I love this format because it keeps the participants and the audience on their toes. The audience can’t fall asleep, since the pitches come fast and furious and there’s a new one every five minutes. All of the startups did a great job, as did the audience. My personal favorites were Student Spill, which I think has the potential to be a game changer by bringing support groups online, but with a tweak and PerBlue. Justin Beck from PerBlue is always an entertaining speaker because he is right to the point, provides compelling stats and doesn’t mince words. All five startups did a great job and Laurie Benson (Innacom) was a phenomenal MC.
Fred Foster of Electronic Theater Controls was the keynote speaker and told the story of how he founded ETC while he was still in school at UW. He told war story after war story about his battles growing the company into what it is today: $200m in revenue and 700+ employees. Foster had the audience laughing every few minutes and I could have listened to him tell stories for as long as he wanted to talk. I thought it was awesome that when he started the company, he wanted to sell theater controls to The Met and 20 years later, he actually did it. Talk about perseverance!

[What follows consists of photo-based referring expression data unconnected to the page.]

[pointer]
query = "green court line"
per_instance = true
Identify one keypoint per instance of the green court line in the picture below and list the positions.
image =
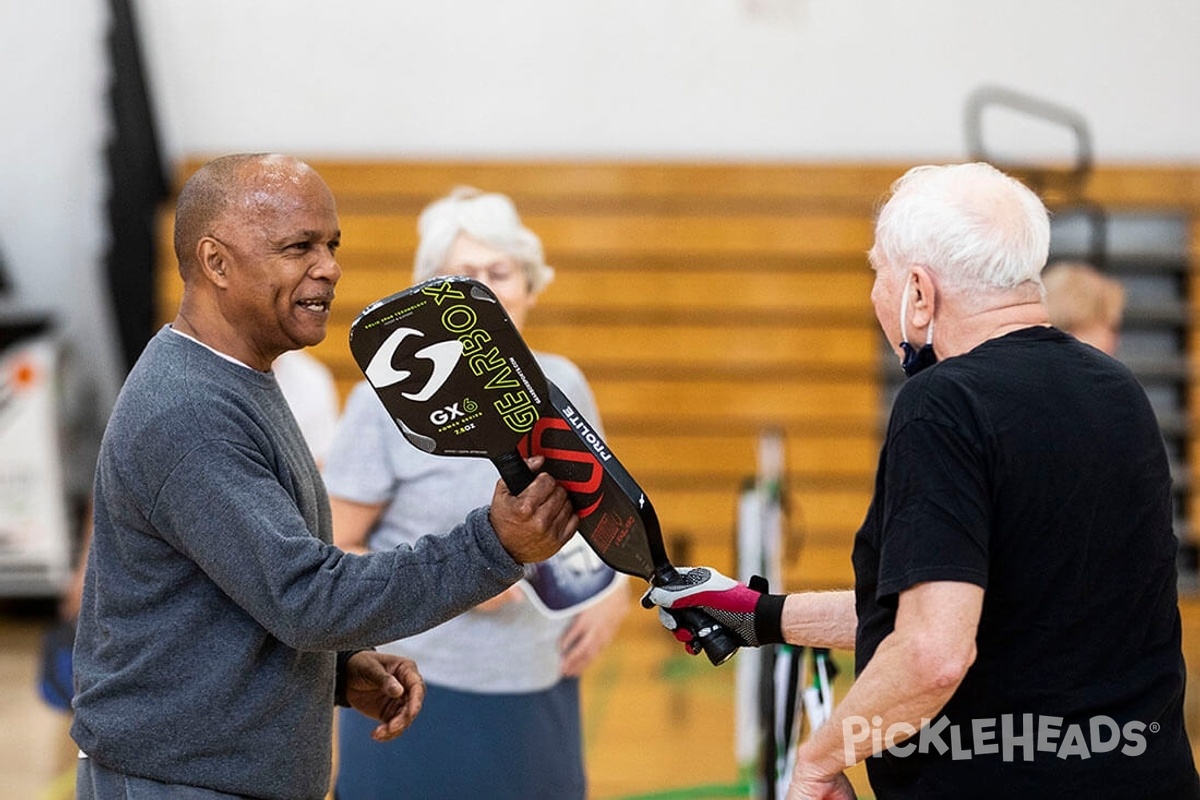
(687, 793)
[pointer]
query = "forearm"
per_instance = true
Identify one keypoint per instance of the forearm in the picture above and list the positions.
(895, 695)
(821, 619)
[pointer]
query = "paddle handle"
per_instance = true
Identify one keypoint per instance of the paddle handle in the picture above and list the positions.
(515, 473)
(717, 642)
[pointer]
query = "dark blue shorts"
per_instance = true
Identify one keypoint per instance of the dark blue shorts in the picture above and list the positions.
(468, 745)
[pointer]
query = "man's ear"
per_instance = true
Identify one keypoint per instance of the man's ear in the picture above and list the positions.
(213, 258)
(922, 296)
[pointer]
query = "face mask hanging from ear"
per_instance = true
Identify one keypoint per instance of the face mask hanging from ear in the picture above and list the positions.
(915, 360)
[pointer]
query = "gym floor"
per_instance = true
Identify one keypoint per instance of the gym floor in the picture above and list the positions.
(658, 723)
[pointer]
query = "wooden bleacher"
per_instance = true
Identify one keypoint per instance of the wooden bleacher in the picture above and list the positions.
(706, 302)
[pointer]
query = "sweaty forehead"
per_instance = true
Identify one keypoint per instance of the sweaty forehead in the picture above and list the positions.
(285, 193)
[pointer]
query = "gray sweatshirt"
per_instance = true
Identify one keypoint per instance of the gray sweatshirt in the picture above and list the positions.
(214, 602)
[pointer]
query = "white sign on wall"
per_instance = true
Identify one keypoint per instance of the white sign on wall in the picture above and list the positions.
(35, 552)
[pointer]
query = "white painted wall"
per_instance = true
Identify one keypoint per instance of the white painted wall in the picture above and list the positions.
(695, 79)
(664, 78)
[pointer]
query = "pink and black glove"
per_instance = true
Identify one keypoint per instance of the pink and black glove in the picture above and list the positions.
(747, 611)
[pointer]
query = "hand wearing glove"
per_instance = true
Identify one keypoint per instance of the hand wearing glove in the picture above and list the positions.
(748, 612)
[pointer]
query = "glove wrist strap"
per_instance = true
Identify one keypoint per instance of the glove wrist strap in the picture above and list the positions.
(768, 619)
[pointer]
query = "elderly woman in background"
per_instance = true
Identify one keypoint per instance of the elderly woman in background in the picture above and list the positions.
(1084, 302)
(502, 713)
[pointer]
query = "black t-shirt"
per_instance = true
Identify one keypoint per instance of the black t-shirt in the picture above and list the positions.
(1033, 467)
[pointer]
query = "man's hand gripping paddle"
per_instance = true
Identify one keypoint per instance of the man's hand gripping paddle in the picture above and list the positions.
(459, 380)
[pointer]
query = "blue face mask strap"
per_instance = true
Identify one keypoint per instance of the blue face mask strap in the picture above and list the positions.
(915, 360)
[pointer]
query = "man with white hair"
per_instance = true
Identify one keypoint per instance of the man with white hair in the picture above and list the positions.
(1014, 617)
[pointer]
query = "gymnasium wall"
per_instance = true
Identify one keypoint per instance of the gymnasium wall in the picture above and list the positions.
(707, 304)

After the keynote, we put on a reception above the union terrace, right on the lake. The weather was perfect and I enjoyed talking with all of the attendees and learning about their current projects.
I really enjoyed FTC2010 and am hoping to make it an annual event. I know that with a full year to prepare, we can do an even better job and get more people in town to attend. Madison is turning into a startup hub in the Midwest. TechCrunch noticed. Forbes noticed and the local media is starting to take note. The Forward Tech Conference is another step in the right direction and one that I hope continues to put Madison on the map!
Did you attend FTC2010? What was your favorite part of the festival? Do you have any suggestions or feedback?
Favorite part, drinks on the union terrace on a beautiful evening. Second favorite, the conference was part of a week of discussions and meetups. I liked having an unconference and a conference back to back, they stir different types of knowledge and conversations.